Kepala Bidang Kedaruratan dan Logistik BPBD Kabupaten Sumedang, Hendar, mengatakan luas lahan yang terbakar di Kecamatan Tomo mencapai 28,8 hektare. Adapun wilayah lain yang terdampak meliputi Sumedang Selatan seluas 9,246 hektare, Cimalaka 4 hektare, Tanjungsari 3 hektare, Rancakalong 1,75 hektare, Paseh 1 hektare, dan Sumedang Utara 0,03 hektare.
Meski demikian, dari sisi frekuensi kejadian, Kecamatan Sumedang Selatan menjadi daerah dengan jumlah kebakaran terbanyak, yakni 11 kejadian. Sementara peristiwa lainnya tersebar di Kecamatan Tomo, Paseh, Cimalaka, Rancakalong, Tanjungsari, dan Sumedang Utara.
Menurut Hendar, kebakaran dipicu oleh kombinasi kondisi cuaca pada musim kemarau dan aktivitas manusia.

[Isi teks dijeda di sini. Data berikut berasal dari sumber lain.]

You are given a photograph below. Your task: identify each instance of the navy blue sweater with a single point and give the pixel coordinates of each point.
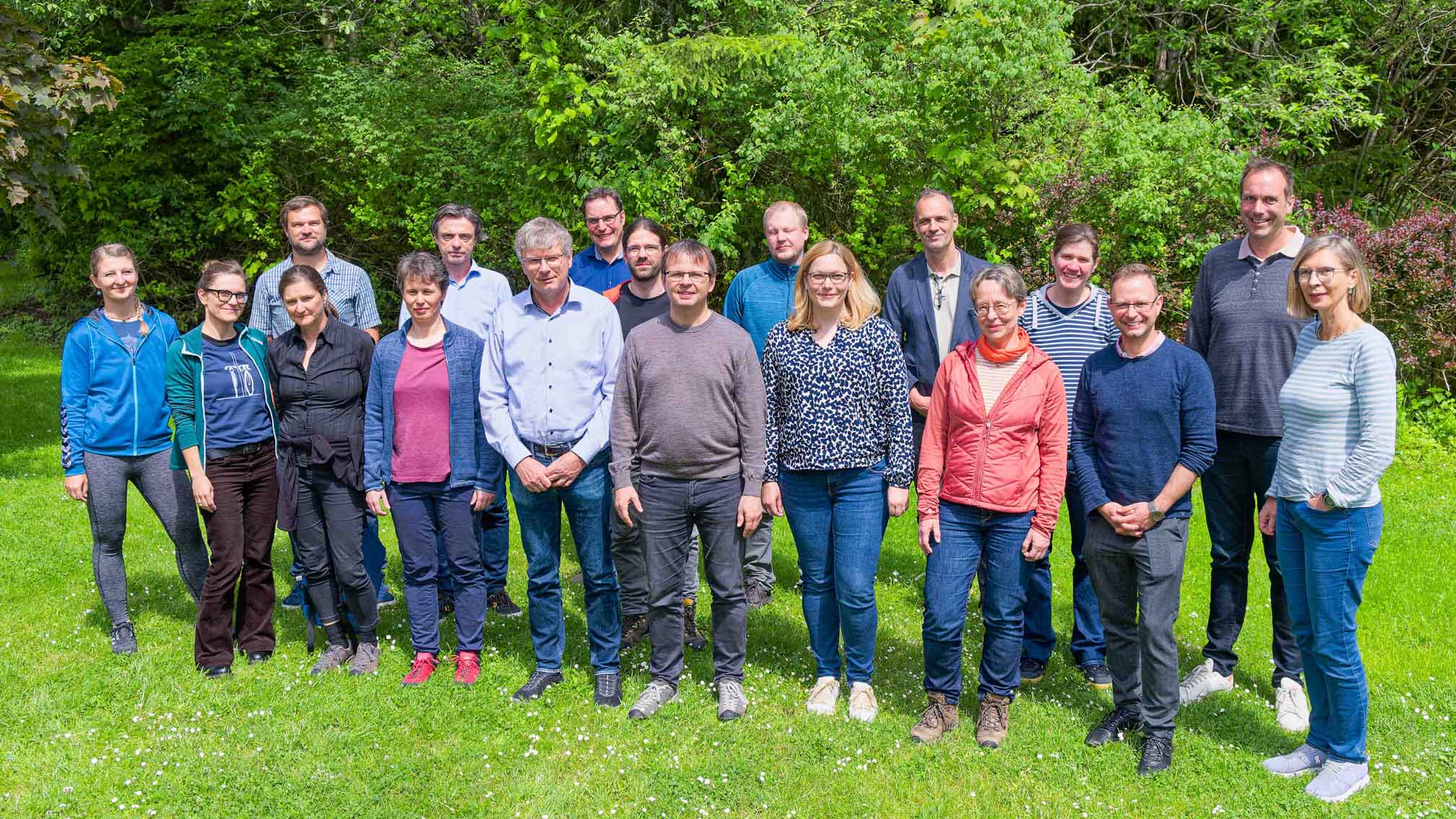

“Jadi selain faktor cuaca, ada juga faktor dari manusia. Untuk itu, kami mengimbau masyarakat dapat meningkatkan kewaspadaan agar dapat menekan terjadinya kebakaran hutan dan lahan,” kata Hendar saat ditemui di ruang kerjanya, Rabu, (29/7/2026).
Ia menjelaskan, kelalaian seperti membuang puntung rokok sembarangan maupun melakukan pembakaran tanpa pengawasan masih menjadi penyebab kebakaran di sejumlah lokasi.

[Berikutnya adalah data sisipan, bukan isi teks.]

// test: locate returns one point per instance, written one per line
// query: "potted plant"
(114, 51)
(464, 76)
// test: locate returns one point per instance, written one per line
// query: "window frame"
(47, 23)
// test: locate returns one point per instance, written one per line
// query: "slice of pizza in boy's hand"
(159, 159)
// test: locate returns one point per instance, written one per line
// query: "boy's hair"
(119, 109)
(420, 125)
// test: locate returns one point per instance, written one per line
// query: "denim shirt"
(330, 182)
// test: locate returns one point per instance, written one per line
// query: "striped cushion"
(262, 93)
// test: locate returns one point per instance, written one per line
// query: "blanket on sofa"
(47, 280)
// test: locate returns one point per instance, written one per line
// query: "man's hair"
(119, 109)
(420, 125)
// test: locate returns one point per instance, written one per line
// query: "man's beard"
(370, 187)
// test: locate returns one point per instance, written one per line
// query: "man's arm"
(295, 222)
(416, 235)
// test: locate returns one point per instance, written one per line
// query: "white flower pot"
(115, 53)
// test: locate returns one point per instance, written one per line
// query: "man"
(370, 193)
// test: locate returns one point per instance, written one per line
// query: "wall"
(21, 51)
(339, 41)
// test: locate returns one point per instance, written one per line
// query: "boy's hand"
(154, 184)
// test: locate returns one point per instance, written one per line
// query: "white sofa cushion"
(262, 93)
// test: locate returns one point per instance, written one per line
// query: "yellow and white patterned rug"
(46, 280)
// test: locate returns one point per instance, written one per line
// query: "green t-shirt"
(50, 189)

BPBD, kata Hendar, terus memantau kawasan yang masuk kategori rawan kebakaran serta memperkuat koordinasi dengan berbagai instansi untuk mempercepat penanganan apabila terjadi kebakaran.

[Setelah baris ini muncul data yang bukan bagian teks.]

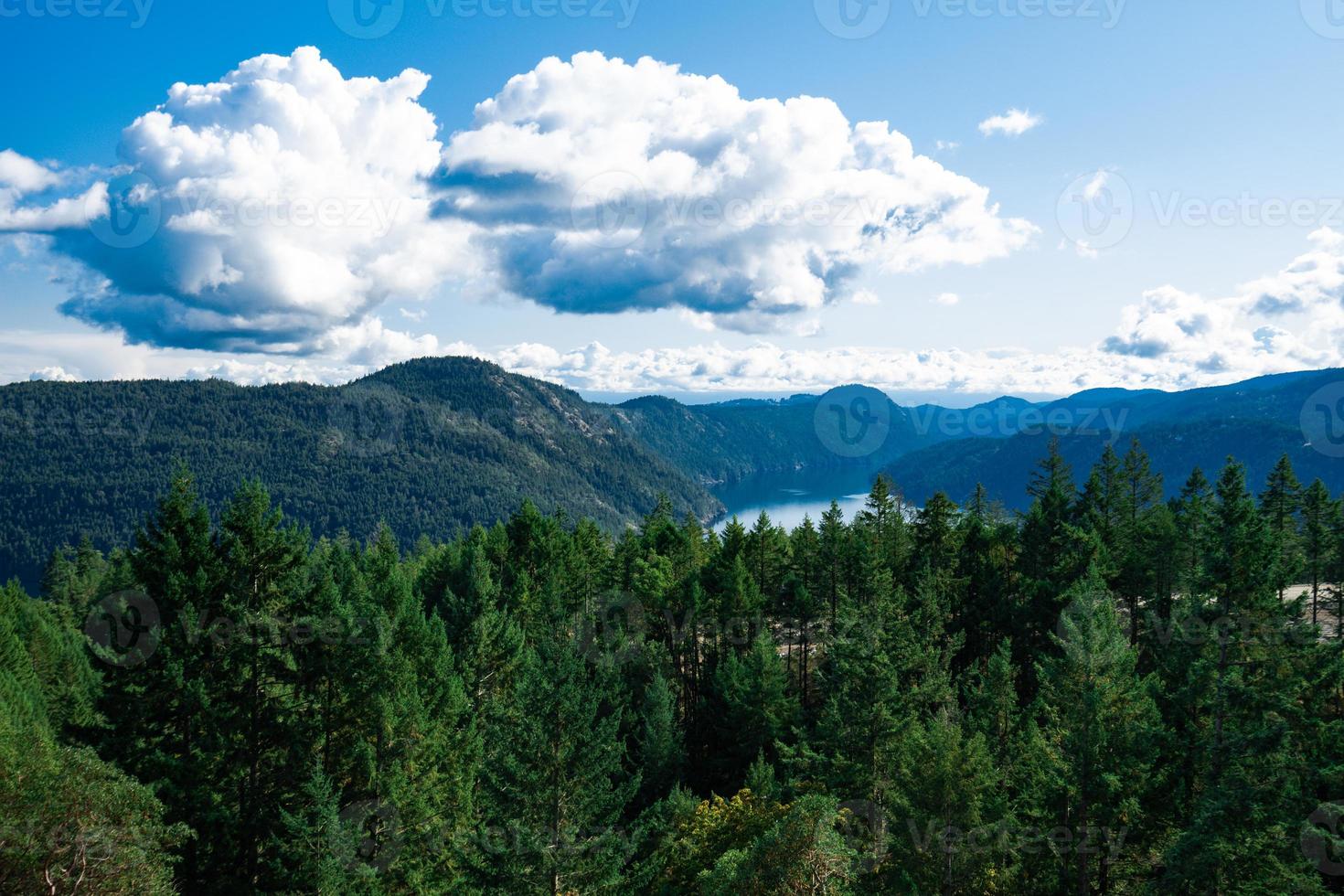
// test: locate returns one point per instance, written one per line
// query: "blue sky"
(1189, 102)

“Kami juga memberikan edukasi kepada masyarakat agar terus waspada dari ancaman kebakaran hutan di musim kemarau ini,” ujarnya.
Hendar menambahkan, berdasarkan informasi Badan Meteorologi, Klimatologi, dan Geofisika (BMKG), puncak musim kemarau diperkirakan berlangsung pada Agustus 2026. Kondisi tersebut dinilai dapat meningkatkan potensi terjadinya kebakaran hutan dan lahan.
“Puncak kemarau ini, dipengaruhi oleh fenomena El Nino. Jadi berpotensi terjadinya kebakaran hutan dan lahan,” tuturnya.